Иден бросила взгляд из окна и хихикнула.
— Значит, здесь ты будешь жить три недели?
Я посмотрела туда же, куда и сестра, на домики. Они были крошечными... просто деревянные хижины в лесу. У них хотя бы был водопровод? Электричество? Я содрогнулась, а потом спрятала свои чувства, придав лицу бесстрастное выражение.
— Видимо, так и есть. Могло быть хуже, — сказала я. — Я могла бы просидеть дома все лето и ничем не заниматься.
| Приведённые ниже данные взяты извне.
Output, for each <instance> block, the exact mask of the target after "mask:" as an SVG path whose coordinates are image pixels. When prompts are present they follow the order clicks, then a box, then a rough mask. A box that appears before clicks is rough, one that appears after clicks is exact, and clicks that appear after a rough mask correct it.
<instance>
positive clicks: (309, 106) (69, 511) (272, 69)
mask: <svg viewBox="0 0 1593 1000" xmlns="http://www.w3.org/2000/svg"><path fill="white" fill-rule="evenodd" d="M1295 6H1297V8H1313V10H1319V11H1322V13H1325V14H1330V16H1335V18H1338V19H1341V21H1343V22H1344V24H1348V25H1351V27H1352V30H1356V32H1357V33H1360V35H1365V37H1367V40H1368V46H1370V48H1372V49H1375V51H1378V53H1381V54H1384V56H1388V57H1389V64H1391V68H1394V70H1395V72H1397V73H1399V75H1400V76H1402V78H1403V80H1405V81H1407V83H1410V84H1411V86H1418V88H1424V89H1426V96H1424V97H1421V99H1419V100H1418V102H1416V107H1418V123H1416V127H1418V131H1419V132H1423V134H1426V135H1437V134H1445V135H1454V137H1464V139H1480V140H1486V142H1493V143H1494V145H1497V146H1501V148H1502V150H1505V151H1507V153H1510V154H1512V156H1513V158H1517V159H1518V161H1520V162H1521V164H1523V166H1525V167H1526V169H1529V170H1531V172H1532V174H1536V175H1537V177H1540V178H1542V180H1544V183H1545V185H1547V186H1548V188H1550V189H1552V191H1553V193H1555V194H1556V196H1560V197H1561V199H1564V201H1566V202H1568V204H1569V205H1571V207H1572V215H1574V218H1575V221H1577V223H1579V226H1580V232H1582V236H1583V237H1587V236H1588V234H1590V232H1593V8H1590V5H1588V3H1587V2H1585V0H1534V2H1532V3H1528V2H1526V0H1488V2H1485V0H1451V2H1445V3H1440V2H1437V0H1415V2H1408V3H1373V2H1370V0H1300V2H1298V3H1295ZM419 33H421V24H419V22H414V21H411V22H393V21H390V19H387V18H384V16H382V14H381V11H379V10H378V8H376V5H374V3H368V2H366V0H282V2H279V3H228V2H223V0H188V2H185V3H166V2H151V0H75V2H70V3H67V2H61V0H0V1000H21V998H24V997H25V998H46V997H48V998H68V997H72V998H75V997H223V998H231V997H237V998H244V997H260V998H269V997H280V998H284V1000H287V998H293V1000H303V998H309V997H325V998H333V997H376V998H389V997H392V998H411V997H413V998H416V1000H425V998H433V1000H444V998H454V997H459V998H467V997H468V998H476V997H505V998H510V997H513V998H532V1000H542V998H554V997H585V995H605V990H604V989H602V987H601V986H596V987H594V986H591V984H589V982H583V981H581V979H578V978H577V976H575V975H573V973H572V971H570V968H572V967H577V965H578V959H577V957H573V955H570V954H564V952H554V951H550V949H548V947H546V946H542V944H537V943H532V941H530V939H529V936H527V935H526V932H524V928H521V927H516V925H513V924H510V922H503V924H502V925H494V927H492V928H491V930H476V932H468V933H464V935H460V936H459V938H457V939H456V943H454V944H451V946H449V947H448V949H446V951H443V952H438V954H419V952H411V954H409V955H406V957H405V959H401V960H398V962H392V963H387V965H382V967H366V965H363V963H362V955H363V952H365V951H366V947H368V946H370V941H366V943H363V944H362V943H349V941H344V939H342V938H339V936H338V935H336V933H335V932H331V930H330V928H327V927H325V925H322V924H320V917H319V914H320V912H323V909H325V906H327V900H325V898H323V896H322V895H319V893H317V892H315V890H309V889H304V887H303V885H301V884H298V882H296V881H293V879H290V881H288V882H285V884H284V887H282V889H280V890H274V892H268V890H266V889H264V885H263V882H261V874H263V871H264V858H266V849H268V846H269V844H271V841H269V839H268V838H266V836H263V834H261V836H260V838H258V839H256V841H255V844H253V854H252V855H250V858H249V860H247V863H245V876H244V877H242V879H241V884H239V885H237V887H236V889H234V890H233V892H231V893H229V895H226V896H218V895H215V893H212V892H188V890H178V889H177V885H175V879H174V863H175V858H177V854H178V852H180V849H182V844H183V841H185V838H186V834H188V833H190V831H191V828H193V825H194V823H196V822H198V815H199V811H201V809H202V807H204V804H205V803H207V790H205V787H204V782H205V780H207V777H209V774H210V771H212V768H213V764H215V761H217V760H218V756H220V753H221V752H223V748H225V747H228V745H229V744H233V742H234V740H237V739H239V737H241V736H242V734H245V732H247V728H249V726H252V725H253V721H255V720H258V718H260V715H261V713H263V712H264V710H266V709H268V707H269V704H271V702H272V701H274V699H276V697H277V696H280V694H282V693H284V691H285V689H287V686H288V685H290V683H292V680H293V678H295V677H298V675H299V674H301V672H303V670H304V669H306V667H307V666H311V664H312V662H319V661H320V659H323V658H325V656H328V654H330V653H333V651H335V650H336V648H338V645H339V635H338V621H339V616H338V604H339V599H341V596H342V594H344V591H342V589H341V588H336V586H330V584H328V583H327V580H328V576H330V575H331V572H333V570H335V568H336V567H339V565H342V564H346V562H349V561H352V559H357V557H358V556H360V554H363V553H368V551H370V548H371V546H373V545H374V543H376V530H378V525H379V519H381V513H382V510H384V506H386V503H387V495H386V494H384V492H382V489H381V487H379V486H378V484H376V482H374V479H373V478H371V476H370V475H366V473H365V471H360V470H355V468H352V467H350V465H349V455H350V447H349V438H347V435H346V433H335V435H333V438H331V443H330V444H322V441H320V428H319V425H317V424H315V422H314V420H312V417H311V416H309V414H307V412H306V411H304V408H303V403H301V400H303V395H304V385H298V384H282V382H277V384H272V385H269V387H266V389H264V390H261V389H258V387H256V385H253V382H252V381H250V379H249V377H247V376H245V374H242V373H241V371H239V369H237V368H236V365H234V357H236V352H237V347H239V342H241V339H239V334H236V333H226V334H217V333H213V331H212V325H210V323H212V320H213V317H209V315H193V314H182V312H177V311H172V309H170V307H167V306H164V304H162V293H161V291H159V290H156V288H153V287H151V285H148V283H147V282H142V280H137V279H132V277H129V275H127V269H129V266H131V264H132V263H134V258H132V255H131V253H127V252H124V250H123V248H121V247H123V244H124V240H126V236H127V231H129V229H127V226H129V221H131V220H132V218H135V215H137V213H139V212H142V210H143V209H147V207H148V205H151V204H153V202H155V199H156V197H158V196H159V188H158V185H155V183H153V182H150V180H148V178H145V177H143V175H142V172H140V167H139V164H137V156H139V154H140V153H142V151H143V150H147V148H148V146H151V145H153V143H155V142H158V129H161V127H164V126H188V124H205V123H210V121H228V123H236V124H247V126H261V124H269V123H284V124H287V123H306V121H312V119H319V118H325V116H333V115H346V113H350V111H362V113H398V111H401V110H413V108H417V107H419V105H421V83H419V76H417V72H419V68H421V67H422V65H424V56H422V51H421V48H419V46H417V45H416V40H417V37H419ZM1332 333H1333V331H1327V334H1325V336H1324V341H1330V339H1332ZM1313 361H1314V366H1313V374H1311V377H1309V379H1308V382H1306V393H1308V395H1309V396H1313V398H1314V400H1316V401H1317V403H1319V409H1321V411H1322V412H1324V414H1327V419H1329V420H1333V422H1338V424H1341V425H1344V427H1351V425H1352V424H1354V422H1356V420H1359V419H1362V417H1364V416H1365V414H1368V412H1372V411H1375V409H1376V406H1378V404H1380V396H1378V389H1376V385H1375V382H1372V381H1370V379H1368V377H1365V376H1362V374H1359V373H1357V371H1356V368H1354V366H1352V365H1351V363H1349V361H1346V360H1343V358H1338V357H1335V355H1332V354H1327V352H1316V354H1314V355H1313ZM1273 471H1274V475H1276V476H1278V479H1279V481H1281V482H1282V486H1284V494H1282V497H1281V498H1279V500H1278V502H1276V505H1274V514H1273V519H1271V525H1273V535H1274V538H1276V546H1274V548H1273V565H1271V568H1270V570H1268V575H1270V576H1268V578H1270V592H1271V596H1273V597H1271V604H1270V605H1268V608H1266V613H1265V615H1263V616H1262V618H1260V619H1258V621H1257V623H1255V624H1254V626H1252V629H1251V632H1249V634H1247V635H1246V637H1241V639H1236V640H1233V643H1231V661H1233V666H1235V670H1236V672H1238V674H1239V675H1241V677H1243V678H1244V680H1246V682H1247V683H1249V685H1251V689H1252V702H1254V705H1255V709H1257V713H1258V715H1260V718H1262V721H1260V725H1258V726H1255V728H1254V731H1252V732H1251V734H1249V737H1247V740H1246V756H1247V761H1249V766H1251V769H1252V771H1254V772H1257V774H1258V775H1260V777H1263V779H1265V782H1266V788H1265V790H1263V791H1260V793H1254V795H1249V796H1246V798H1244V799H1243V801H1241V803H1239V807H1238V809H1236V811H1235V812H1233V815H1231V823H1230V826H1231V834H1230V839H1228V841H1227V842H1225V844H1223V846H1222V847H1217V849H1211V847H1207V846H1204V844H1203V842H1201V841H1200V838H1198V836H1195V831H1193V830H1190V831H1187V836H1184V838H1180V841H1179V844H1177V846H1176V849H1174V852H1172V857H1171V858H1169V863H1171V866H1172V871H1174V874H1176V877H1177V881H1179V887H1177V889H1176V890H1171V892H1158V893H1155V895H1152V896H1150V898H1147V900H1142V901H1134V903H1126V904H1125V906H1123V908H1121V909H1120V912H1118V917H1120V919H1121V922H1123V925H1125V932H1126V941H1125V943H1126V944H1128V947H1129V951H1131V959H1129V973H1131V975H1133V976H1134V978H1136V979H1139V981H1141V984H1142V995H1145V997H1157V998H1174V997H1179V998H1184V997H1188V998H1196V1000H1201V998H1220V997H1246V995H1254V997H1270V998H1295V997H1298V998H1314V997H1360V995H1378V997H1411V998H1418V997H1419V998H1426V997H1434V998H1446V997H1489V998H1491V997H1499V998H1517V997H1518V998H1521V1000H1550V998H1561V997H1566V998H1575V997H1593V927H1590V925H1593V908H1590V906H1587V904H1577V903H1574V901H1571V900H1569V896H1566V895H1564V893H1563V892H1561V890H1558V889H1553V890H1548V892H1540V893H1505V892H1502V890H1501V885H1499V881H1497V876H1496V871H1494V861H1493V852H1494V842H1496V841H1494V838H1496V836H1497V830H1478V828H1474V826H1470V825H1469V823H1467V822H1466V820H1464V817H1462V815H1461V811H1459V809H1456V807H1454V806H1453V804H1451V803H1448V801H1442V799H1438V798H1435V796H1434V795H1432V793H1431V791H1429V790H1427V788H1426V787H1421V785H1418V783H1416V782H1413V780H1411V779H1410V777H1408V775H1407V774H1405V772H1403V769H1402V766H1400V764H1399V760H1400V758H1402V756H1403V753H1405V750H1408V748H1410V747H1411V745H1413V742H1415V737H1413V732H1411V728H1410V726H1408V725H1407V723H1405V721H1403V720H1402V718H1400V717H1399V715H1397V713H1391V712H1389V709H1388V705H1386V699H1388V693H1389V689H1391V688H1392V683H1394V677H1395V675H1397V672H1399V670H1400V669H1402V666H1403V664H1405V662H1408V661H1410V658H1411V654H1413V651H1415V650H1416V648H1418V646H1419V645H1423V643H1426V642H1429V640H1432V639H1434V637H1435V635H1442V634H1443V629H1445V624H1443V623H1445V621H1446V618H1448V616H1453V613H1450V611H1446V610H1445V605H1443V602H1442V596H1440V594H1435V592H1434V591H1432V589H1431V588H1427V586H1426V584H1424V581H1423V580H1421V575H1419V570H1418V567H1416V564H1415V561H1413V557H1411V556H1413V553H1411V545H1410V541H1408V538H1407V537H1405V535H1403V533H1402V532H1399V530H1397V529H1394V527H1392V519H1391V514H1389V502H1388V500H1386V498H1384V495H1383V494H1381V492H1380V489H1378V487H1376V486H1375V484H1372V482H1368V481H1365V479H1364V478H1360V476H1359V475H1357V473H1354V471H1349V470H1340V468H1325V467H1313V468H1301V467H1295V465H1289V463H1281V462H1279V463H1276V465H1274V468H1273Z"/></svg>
— Я чем-то занимаюсь, Эвер, — огрызнулась Иден, — беру частные уроки у мистера Ву и занимаюсь фитнесом с Майклом.
— Как я и сказала, застряла бы дома. — Я старалась придерживаться высокомерного тона, даже если совершенно не хотела этого. Я буду скучать по сестре, и я знала, что через несколько дней буду скучать по дому. Но я не могла ничего этого сказать. Элиоты не привыкли говорить о своих чувствах, как до смерти мамы, так, уж конечно, и после.
— По крайней мере, у меня будет электричество и сотовая связь.
— И никакой жизни...
— Эвер. Хватит, — папин раздраженный голос заставил нас замолчать. Он нажал кнопку, чтобы открыть люк.
Во взгляде Иден отражался ее внутренний конфликт. Она хотела продолжать спорить, потому что было легче кусать и огрызаться, чем признать, как она была напугана. Я видела это в ней и ощущала в себе. Наши одинаковые зеленые глаза встретились, и понимание было достигнуто. Ничего не было сказано вслух, но через секунду я обняла сестру, и мы обе всхлипнули. Раньше мы никогда не расставались, не больше, чем на час или два за всю жизнь.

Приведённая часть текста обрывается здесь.